Some fillers are made from cattle or pig tissue, and others from humans. The DoH believes that there may be a risk of transmission of blood-borne viruses and even vCJD from collagen containing human tissue. Although there is as yet no evidence that this has happened, the inquiry found that some collagen injections had triggered inflammatory reactions causing permanent discomfort, scarring and disfigurement. In their report, the inquiry team said that if there was a risk, “action should be taken to protect patient safety through regulation”.
While new regulations are to be drawn up, the department is currently powerless to regulate most human-tissue fillers intended for injection or implant, as they occupy a legal grey area. Most products are not governed by regulations controlling medical products, as they are not classified as medicines. They also escape cosmetics regulations, which only apply to substances used on the surface of the skin and not those injected beneath it. The Healthcare Commission is planning new regulations for cosmetic surgery clinics next year, but these will not control the substances used by plastic surgeons.
Hand transplants
A number of plastic surgeons have told the Guardian that they have been hearing rumours about the use of tissue harvested from executed prisoners for several years.
Peter Butler, a consultant plastic surgeon and government adviser, said there had been rumours that Chinese surgeons had performed hand transplants using hands from executed prisoners. One transplant centre was believed to be adjacent to an execution ground. “I can see the utility of it, as they have access and no ethical objection,” he said. “The main concern would be infective risk.”
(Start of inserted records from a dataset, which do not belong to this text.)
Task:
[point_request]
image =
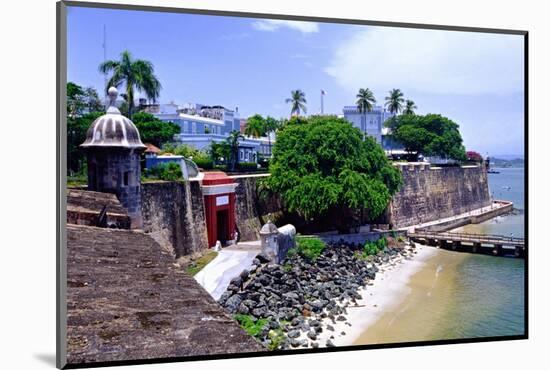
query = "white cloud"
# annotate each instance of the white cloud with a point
(429, 61)
(235, 36)
(271, 25)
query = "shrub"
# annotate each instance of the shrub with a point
(166, 171)
(277, 338)
(250, 324)
(372, 248)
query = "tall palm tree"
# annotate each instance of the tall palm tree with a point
(233, 141)
(409, 107)
(298, 102)
(255, 126)
(365, 103)
(394, 102)
(271, 125)
(135, 74)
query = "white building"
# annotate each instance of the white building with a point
(371, 123)
(201, 125)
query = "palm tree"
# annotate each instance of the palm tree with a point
(298, 102)
(233, 141)
(409, 107)
(271, 125)
(394, 102)
(365, 102)
(136, 74)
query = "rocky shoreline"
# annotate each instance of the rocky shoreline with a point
(299, 303)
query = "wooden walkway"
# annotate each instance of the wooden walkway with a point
(497, 245)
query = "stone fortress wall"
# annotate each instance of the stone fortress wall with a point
(173, 212)
(429, 193)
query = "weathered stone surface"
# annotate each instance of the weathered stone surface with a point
(428, 194)
(84, 207)
(173, 213)
(127, 300)
(251, 209)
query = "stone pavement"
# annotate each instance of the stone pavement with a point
(128, 300)
(229, 263)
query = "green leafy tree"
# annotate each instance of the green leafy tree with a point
(323, 166)
(77, 127)
(409, 107)
(394, 102)
(135, 74)
(271, 125)
(220, 152)
(153, 130)
(297, 102)
(430, 135)
(82, 100)
(233, 142)
(255, 126)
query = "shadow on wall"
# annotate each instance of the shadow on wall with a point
(173, 213)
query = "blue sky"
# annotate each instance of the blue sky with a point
(475, 79)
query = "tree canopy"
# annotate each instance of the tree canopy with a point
(76, 134)
(430, 135)
(322, 164)
(154, 131)
(255, 126)
(81, 100)
(297, 102)
(135, 74)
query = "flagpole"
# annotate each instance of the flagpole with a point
(104, 60)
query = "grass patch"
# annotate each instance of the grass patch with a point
(372, 248)
(277, 338)
(308, 247)
(250, 324)
(76, 181)
(195, 266)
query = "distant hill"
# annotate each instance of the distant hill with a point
(499, 162)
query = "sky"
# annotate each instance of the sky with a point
(475, 79)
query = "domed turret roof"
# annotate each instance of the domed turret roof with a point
(269, 228)
(113, 129)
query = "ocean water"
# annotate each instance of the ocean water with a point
(507, 185)
(462, 295)
(490, 291)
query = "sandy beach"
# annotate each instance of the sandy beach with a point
(384, 294)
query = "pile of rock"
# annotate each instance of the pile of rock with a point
(300, 298)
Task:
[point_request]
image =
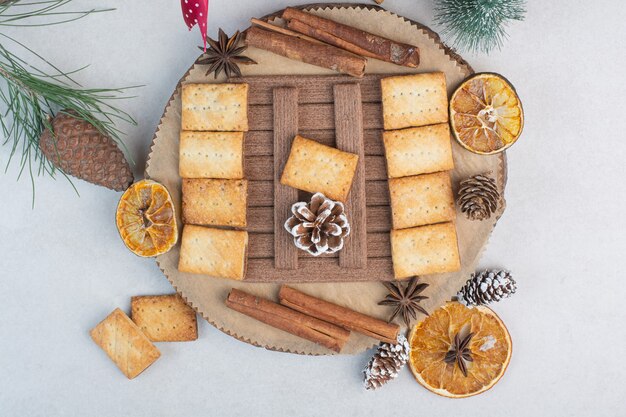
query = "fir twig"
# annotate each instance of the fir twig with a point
(477, 25)
(30, 95)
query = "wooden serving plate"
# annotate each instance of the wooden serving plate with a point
(315, 107)
(354, 287)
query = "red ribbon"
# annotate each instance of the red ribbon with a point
(196, 12)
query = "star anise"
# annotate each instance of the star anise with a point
(459, 352)
(224, 54)
(406, 299)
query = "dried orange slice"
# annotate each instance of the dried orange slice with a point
(486, 114)
(435, 356)
(146, 220)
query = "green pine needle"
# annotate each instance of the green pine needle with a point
(477, 25)
(30, 95)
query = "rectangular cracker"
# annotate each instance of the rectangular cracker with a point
(314, 167)
(215, 252)
(418, 150)
(211, 155)
(124, 343)
(414, 100)
(424, 250)
(420, 200)
(214, 202)
(164, 318)
(215, 107)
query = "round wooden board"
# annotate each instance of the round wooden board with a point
(206, 294)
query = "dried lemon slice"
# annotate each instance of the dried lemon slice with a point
(486, 114)
(146, 220)
(434, 341)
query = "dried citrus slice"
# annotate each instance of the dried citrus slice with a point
(486, 114)
(438, 363)
(146, 220)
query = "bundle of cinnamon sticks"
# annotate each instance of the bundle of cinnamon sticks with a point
(311, 318)
(329, 44)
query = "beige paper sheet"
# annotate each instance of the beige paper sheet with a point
(206, 294)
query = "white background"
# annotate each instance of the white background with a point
(63, 267)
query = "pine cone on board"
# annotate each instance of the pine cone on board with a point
(319, 226)
(486, 287)
(79, 149)
(478, 197)
(386, 363)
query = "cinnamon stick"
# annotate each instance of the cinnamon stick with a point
(291, 321)
(322, 55)
(280, 29)
(352, 39)
(338, 315)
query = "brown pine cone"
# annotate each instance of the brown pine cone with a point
(82, 151)
(318, 226)
(478, 197)
(386, 363)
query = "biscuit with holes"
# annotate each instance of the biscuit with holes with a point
(414, 100)
(424, 250)
(125, 343)
(418, 150)
(215, 107)
(314, 167)
(216, 252)
(214, 202)
(420, 200)
(211, 155)
(164, 318)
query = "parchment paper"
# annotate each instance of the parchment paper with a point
(206, 294)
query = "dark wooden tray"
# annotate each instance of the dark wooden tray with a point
(338, 111)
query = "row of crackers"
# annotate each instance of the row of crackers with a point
(211, 162)
(418, 152)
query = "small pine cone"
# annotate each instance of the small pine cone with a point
(79, 149)
(319, 226)
(478, 197)
(486, 287)
(386, 363)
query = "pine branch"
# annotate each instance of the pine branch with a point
(477, 25)
(30, 96)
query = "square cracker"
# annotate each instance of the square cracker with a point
(215, 252)
(414, 100)
(215, 202)
(425, 250)
(124, 343)
(314, 167)
(419, 150)
(420, 200)
(215, 107)
(211, 155)
(164, 318)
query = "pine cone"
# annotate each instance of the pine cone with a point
(318, 226)
(386, 363)
(478, 197)
(82, 151)
(486, 287)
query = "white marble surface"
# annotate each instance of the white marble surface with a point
(63, 266)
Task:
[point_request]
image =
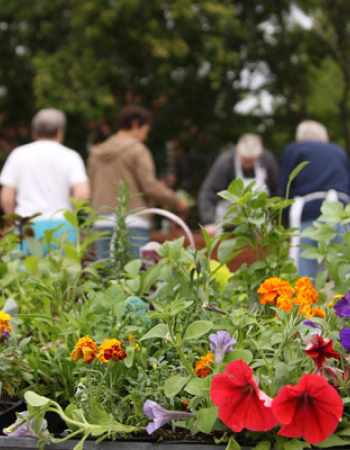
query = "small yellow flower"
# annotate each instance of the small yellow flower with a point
(84, 349)
(111, 349)
(222, 275)
(5, 326)
(203, 365)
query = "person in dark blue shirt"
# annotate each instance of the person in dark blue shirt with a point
(328, 169)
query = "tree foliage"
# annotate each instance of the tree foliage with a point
(182, 58)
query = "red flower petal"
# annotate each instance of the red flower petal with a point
(311, 409)
(236, 395)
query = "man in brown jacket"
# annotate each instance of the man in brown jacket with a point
(123, 158)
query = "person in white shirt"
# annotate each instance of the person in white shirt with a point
(41, 177)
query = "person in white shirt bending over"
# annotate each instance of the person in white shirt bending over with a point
(41, 177)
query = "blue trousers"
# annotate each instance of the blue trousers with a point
(62, 229)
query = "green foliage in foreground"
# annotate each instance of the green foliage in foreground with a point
(163, 316)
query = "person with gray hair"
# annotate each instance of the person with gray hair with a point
(249, 161)
(40, 177)
(310, 130)
(328, 169)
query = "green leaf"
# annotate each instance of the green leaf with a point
(174, 385)
(35, 400)
(71, 217)
(333, 441)
(197, 329)
(295, 444)
(296, 171)
(332, 212)
(31, 263)
(199, 387)
(206, 418)
(246, 355)
(233, 445)
(159, 331)
(133, 267)
(263, 445)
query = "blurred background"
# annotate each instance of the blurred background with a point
(209, 70)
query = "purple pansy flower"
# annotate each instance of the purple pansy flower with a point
(160, 416)
(221, 343)
(345, 338)
(342, 308)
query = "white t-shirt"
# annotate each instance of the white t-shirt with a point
(43, 174)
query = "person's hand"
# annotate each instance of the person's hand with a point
(211, 229)
(182, 207)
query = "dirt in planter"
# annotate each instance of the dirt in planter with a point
(8, 409)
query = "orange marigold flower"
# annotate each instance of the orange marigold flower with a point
(273, 288)
(5, 326)
(285, 303)
(203, 365)
(319, 312)
(305, 292)
(111, 349)
(85, 349)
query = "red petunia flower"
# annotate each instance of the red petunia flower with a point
(320, 349)
(310, 410)
(240, 402)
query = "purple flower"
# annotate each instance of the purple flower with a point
(342, 308)
(220, 343)
(312, 324)
(23, 427)
(160, 416)
(345, 338)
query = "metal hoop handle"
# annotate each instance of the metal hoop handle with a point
(171, 216)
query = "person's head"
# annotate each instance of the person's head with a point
(50, 124)
(136, 121)
(249, 148)
(310, 130)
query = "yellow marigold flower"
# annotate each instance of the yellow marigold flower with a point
(306, 311)
(111, 349)
(285, 303)
(203, 365)
(305, 292)
(85, 349)
(5, 326)
(221, 275)
(273, 288)
(319, 312)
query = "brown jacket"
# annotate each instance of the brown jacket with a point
(116, 161)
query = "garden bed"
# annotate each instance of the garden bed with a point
(30, 444)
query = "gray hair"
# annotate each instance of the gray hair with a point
(250, 146)
(48, 122)
(310, 130)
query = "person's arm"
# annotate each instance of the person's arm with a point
(81, 191)
(215, 182)
(272, 172)
(80, 187)
(8, 199)
(150, 186)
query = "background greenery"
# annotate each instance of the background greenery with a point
(182, 58)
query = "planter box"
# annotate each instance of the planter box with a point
(7, 443)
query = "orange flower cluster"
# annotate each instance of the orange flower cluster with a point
(86, 349)
(111, 349)
(5, 326)
(203, 365)
(278, 292)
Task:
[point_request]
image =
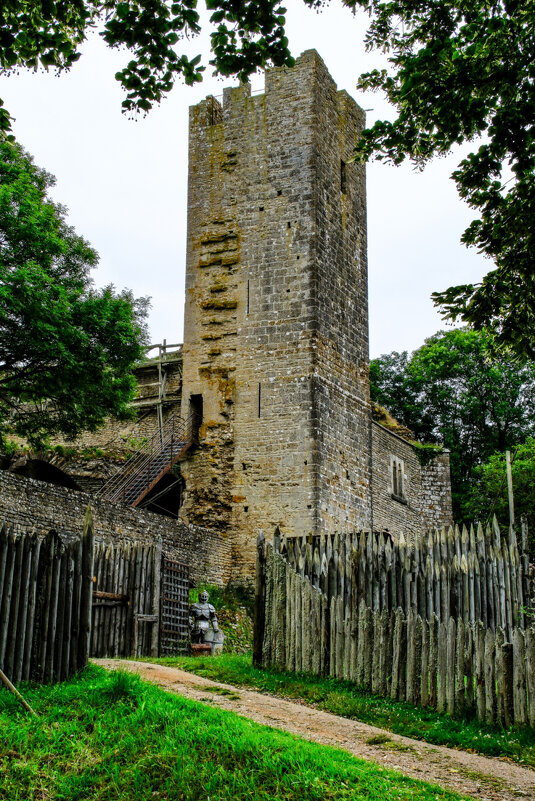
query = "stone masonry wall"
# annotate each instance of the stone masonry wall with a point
(276, 311)
(426, 501)
(30, 503)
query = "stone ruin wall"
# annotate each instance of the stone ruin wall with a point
(427, 489)
(33, 504)
(276, 310)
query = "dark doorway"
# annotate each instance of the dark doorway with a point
(196, 411)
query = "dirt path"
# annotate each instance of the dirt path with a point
(469, 774)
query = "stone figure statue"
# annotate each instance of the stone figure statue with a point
(203, 623)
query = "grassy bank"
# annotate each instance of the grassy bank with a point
(343, 698)
(113, 737)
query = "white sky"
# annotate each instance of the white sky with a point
(124, 182)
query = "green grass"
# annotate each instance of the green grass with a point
(113, 737)
(345, 699)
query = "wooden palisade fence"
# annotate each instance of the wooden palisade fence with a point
(45, 604)
(126, 600)
(325, 621)
(471, 574)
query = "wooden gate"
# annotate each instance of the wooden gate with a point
(140, 601)
(174, 624)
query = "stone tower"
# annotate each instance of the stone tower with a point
(276, 319)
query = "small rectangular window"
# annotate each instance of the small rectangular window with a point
(397, 479)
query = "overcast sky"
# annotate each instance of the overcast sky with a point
(124, 182)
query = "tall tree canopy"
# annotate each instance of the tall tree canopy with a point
(459, 69)
(66, 349)
(454, 391)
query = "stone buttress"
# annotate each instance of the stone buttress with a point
(276, 319)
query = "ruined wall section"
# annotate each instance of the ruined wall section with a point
(425, 499)
(275, 467)
(341, 391)
(32, 504)
(213, 264)
(276, 337)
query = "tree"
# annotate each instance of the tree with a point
(246, 35)
(459, 69)
(66, 349)
(454, 392)
(488, 493)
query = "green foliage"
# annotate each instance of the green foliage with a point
(459, 71)
(488, 494)
(455, 390)
(67, 350)
(347, 700)
(90, 745)
(245, 35)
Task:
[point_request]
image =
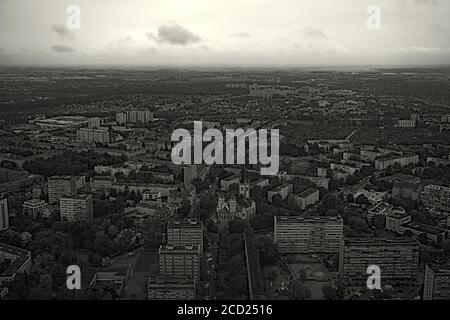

Andrew Lee of the University of Pitts burgh School of Medicine, who has visited China to examine transplant techniques, said he had heard similar rumours.
Manufacturers of aesthetic fillers said they had seen Chinese collagen products on sale at trade fairs, but had not seen any labelled Chinese-made in the UK. Dan Cohen, whose US-based company, Inamed, produces collagen products, said: “We have come across Chinese products in the market place. But most products from China are being sold ‘off-label’ or are being imported illegally.”
In China, authorities deny that prisoners’ body parts are harvested without their consent. However, there is some evidence to suggest it may be happening.
In June 2001, Wang Guoqi, a Chinese former military physician, told US congressmen he had worked at execution grounds helping surgeons to harvest the organs of more than 100 executed prisoners, without prior consent. The surgeons used converted vans parked near the execution grounds to begin dissecting the bodies, he told the house international relations committee’s human rights panel.
Skin was said to be highly valued for the treatment of burn victims, and Dr Wang said that in 1995 he skinned a shot convict’s body while the man’s heart was still beating. Dr Wang, who was seeking asylum in the US, also alleged that corneas and other body tissue were removed for transplant, and said his hospital, the Tianjin paramilitary police general brigade hospital, sold body parts for profit.
Human rights activists in China have repeatedly claimed that organs have been harvested from the corpses of executed prisoners and sold to surgeons offering transplants to fee-paying foreigners.
Dr Wang’s allegations infuriated the Chinese authorities, and in a rare move officials publicly denounced him as a liar. The government said organs were transplanted from executed prisoners only if they and their family gave consent.
Although the exact number of people facing the death penalty in China is an official secret, Amnesty International believes around 3,400 were executed last year, with a further 6,000 on death row.